Lola Montez: her life and conquests (Morton)
Morton is a professional biographer with a specialty in gangland true crime, so Lola Montez is a little bit out of his wheelhouse, but perhaps not very much so! He gives full credit to Bruce Seymour's fundamental work, based on archival material, from a decade before this was published. I was curious to see how Morton would make the subject his own.
The subtitle gives a bit of a clue: Morton has spread his contextual net quite a bit wider, and that includes giving more biographical detail than Seymour on the various men that passed through Lola's eventful life. In addition, he also picks up historical detail about a place or person from before or after Montez' encounter with them: for instance, we get a few pages on the subject of Jane Digby, the English adventuress who preceded Lola in Ludwig I's affections. We also get a bit more illustrative detail on social and physical conditions in Californian and Australian gold country. The last chapter is a follow-up on the fate of Lola's supporting cast, plus a survey of Montez in popular culture (novels, theatre, film, even ballet) after her death, which I found an interesting and useful addition. He recommends "The Heavenly Sinner" by Thomas Everett Harré as probably the best novelization.
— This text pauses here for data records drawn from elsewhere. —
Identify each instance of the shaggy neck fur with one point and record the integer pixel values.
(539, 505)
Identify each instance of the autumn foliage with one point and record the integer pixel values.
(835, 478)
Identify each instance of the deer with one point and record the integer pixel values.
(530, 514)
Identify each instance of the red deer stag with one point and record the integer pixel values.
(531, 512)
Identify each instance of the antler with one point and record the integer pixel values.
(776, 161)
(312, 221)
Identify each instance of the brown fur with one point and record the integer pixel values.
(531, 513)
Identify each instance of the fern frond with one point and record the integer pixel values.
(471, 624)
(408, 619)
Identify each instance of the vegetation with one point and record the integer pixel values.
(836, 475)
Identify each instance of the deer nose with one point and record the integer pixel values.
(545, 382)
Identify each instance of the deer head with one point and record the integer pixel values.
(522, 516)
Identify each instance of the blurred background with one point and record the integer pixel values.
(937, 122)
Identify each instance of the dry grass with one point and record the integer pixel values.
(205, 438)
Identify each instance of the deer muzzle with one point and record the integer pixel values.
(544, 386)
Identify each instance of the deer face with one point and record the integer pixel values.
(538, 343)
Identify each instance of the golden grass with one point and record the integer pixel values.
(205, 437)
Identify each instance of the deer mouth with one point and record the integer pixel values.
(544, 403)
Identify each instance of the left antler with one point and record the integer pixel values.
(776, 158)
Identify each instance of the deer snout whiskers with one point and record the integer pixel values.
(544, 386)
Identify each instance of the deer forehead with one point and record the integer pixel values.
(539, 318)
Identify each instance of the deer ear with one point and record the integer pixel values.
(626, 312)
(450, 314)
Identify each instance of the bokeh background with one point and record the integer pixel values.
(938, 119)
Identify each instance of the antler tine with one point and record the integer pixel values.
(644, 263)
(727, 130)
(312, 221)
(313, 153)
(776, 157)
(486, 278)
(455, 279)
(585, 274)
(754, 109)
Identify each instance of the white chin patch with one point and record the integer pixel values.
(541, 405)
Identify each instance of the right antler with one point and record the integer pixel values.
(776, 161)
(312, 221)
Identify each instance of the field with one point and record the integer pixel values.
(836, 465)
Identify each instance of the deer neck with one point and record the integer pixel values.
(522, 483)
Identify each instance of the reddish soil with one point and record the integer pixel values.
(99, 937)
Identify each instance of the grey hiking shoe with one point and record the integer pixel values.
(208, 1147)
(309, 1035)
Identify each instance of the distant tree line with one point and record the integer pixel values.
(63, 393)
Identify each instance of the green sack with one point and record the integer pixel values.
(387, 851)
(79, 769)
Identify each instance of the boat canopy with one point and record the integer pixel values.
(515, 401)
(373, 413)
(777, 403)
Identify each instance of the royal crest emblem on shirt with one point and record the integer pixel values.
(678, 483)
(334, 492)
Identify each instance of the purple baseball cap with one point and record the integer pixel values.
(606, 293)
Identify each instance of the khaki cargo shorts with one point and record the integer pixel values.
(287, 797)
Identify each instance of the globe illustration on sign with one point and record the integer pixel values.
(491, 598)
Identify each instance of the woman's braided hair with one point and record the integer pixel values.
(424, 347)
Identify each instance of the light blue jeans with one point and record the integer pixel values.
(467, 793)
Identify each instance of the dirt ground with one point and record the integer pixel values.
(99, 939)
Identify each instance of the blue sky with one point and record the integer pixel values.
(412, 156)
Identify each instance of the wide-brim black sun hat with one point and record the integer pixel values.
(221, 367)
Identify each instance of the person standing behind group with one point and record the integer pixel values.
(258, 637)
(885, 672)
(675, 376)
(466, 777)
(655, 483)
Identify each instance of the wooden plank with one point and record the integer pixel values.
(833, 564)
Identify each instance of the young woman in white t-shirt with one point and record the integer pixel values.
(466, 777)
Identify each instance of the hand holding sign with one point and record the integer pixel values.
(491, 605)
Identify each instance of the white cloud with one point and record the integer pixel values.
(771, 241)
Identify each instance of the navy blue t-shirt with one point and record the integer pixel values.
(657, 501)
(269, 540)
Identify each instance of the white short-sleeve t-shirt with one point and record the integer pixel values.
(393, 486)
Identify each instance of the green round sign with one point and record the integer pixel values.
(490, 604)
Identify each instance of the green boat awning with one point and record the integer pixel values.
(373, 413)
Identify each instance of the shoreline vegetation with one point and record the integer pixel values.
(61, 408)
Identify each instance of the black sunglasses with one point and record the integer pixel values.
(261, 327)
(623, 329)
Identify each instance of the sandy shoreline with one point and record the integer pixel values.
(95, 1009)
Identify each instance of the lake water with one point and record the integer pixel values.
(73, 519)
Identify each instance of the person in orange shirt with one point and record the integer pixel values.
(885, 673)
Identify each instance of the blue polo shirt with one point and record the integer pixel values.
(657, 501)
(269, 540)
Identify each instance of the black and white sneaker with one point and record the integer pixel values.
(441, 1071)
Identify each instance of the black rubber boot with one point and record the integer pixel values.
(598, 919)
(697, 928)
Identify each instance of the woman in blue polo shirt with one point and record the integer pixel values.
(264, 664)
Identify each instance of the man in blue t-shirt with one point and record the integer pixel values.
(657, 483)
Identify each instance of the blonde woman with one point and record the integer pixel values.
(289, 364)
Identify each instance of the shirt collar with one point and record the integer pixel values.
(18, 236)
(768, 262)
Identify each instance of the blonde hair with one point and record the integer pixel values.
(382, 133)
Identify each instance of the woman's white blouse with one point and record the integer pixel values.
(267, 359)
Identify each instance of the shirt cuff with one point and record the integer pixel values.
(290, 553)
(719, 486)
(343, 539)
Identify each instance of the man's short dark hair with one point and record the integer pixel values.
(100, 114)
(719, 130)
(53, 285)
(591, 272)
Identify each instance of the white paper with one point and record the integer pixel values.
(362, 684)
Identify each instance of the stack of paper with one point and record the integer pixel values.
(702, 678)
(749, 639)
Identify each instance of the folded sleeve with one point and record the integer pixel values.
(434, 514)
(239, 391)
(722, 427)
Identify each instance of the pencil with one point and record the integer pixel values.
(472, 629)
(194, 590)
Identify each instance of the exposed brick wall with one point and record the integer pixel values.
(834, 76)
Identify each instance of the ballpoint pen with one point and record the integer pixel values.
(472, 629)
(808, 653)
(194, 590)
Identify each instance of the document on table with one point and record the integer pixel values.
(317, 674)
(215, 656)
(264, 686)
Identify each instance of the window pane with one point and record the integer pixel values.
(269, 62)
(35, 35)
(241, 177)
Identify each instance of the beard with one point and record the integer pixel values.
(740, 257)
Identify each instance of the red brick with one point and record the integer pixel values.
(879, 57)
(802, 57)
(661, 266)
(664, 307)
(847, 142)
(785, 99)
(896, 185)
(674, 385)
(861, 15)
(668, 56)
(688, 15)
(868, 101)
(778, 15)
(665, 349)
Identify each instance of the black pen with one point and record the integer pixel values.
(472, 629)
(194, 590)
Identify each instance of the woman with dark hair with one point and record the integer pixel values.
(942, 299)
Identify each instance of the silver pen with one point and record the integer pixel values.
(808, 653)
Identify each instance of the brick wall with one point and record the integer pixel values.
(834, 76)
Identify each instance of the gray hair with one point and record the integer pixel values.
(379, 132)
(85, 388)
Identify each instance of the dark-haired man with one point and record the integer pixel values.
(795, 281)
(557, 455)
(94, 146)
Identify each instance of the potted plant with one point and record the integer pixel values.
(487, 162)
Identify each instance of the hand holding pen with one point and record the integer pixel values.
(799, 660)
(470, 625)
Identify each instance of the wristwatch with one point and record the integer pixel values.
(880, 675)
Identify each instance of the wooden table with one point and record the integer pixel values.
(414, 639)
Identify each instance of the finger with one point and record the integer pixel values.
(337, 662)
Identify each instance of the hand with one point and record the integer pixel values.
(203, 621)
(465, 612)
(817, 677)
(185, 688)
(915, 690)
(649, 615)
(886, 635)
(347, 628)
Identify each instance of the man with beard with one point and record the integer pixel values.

The second way I'd say Morton distinguishes himself from Seymour is in his very extensive use of contemporary newspapers, a source he's probably extremely comfortable in because of his true crime specialty. So we get a good feel of how the average English-speaking newspaper-reader saw Lola over the course of her life (and from her obituaries), since he has clearly tracked pretty much every reference to her in all the English-language papers in Britain, the U.S. and Australia. I suspect he did not feel similarly comfortable in the other European languages.
Finally, Morton's narrative tone is quite a bit more spritely than Seymour's. I can't imagine the latter writing, "Throughout her life Lola appears to have believed men's hearts were situated somewhere below the fourth waistcoat button." He's not above inserting an adjective or adverb into an otherwise bald statement of fact to support a cynical reading of the situation. While by no means in the same league of trashiness of some of the modern celebrity biographies I've read - Morton gives us notes, bibliography, and index, and a highly restrained use of the exclamation mark - this work is in tone aimed far more at the casual reader. (That, by the way, is not any sort of criticism of Seymour's prose, which I found highly readable also).
While I'm not sorry to have read the two different and well-researched takes on Lola Montez' bizarre life, that's about enough Lola for me now.